Segundo o anuário sobre o comércio externo de 2015, documento do Instituto Nacional de Estatística (INE), o país comprou no ano passado mais de 202,1 mil milhões de kwanzas só em produtos agrícolas (1,2 mil milhões de dólares), ainda assim uma quebra de 22% em termos homólogos.
O documento refere que as importações globais em todo o ano caíram 29,41%, para 1,989 biliões de kwanzas (11,9 mil milhões de dólares).
De acordo com o anuário, num ano fortemente influenciado pela quebra nas receitas com a exportação de petróleo, o saldo da balança comercial angolana manteve-se em terreno positivo, mais de 1,942 biliões de kwanzas (11,9 mil milhões de dólares), mas reduzindo-se 34% face aos 2,942 biliões de kwanzas (11,7 mil milhões de dólares) de 2014.

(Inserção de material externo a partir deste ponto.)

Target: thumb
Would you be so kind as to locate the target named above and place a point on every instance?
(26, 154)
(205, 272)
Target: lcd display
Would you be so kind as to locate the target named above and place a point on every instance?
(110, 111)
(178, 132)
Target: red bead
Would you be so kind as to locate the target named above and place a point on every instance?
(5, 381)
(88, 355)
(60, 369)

O petróleo representou 96,8% do total das exportações nacionais, equivalente a 3,8 biliões de kwanzas (22,9 mil milhões de dólares), um encaixe 32,5% inferior aos resultados de 2014.
Apesar de ser um dos maiores produtores de petróleo da África subsaariana, o país ainda tem de comprar ao exterior grande parte dos produtos refinados, em função da sua reduzida capacidade de refinação.
Em 2015, adquiriu quase 30 mil milhões de kwanzas (181 milhões de euros) em combustíveis.
Trata-se, ainda assim, de uma quebra de 80%, face a 2014, num ano marcado pelos cortes aos subsídios do Estado ao preço dos combustíveis.